Has there been historical work done to investigate small integer optimization?

Sun Feb 11 17:20:48 CET 2024

On Sun, 11 Feb 2024, Stefan Koch wrote:

> There is a fair amount of recent activity in the c++ world to optimize for
> speed by minimizing processor cache misses.  One example is for in the
> std::string class there is a concept of "short string optimization".  What
> this does is that for shorter strings the data is stored in the string
> class itself without need for dynamic memory allocation.   This has two
> advantages: it does not need to make a call to dynamic memory allocation,
> and the string data is in the same location as the meta data, and so only
> in one cache fetch.  Both of which are potentially slow.
>
> When I was looking at the implementation the _mp_d member of __mpz_struct
> is 8 bytes, which is also the size of a single limb entry.  (I suspect that
> this is common on recent systems, but it is probably not be universal.)  My
> thought was that if _mp_alloc is one, then we have one limb needed.  In
> that case, the space of _mp_d could serve as the limb itself instead of the
> pointer to the limb.  That would eliminate dynamic memory allocation for
> all integers under 2^64.
>
> I was coming at this from a computer algebra system standpoint.  I think
> (but I really don't know), that much of the arithmetic that is done is done
> with integers under 2^64, and so those systems may be much faster if gmp
> had a small integer optimization.
>
> This approach will add a check when accessing the limb data for all
> accesses but will save accessing potentially non cpu cache data for small
> integers.  It may turn out that the small delay is not so noticeable for
> large numbers, and the optimization for small numbers makes a large
> difference for small numbers.
>
> A second thought is to do the arithmetic if the sources are and result will
> fit in a single limb with inline functions or macros. That would eliminate
> the function call entirely for small numbers.  It would make the code
> longer, and add additional overhead for when the integers are not short,
> but is it not clear how much of an impact that is for lager numbers.
>
> Anyway, I know you guys take performance very seriously, so I was wondering
> if you had experience with this?
> 1. Is there real potential for performance improvements in cas systems if
> gmp has a small integer optimization?
> 2. Have you looked at an approach like this in the past?  and if so what
> have you found?
> 3. If you think this is something worth pursuing, do you have any advice?

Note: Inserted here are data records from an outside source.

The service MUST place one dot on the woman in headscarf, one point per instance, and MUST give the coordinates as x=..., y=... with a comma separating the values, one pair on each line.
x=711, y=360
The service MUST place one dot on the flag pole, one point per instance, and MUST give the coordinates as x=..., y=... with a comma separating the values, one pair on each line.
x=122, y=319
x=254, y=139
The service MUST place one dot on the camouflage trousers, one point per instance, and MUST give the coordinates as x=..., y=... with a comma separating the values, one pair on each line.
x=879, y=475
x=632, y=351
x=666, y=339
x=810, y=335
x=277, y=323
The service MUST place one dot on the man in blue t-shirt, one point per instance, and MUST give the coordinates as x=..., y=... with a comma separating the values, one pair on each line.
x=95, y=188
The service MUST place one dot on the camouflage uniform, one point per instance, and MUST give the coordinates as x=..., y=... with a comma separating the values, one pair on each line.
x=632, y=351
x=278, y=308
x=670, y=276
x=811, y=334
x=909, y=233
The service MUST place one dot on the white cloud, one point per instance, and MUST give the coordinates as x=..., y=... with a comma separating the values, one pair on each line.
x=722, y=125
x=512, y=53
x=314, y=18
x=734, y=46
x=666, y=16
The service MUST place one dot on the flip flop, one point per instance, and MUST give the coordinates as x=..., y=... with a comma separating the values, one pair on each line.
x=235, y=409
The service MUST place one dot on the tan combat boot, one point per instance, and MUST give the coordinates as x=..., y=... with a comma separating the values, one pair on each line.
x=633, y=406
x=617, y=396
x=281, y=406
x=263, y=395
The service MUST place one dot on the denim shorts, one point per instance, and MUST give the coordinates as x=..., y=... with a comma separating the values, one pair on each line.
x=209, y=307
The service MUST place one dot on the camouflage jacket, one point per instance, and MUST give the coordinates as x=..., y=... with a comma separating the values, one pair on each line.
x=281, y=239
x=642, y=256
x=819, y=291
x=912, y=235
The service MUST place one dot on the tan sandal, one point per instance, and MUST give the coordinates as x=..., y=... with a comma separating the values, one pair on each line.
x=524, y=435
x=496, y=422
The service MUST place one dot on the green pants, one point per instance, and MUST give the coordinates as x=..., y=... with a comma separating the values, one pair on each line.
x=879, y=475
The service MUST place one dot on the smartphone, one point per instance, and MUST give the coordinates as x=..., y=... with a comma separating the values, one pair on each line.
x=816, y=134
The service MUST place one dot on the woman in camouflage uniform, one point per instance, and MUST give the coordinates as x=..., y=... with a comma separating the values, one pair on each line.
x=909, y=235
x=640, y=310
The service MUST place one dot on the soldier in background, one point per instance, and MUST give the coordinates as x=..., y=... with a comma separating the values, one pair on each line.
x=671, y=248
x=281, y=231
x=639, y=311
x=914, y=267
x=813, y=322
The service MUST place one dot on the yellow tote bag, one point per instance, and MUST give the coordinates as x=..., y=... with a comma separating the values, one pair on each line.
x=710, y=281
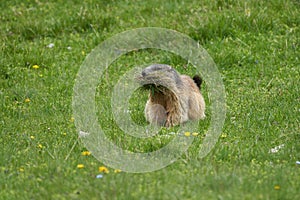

Several software already wrap GMP using this kind of strategy: a "number" is 
either a 63-bit integer or a pointer to a GMP big integer (this is 
determined by one bit), operations on 63-bit integers are inline.

What is efficient depends on your use case. If you want to use the same 
integer type everywhere, you should definitely optimize for the small 
case. If you use separate types for small vs big, and big integers are 
always big, then you should optimize for the big case.

There is also an intermediate size where numbers occupy just a few limbs, 
where allocation can still dominate computation, and a small-string-like 
optimization can help significantly (see Boost.Multiprecision's cpp_int). 
Again, a one-size-fits-all seems optimistic.

-- 
Marc Glisse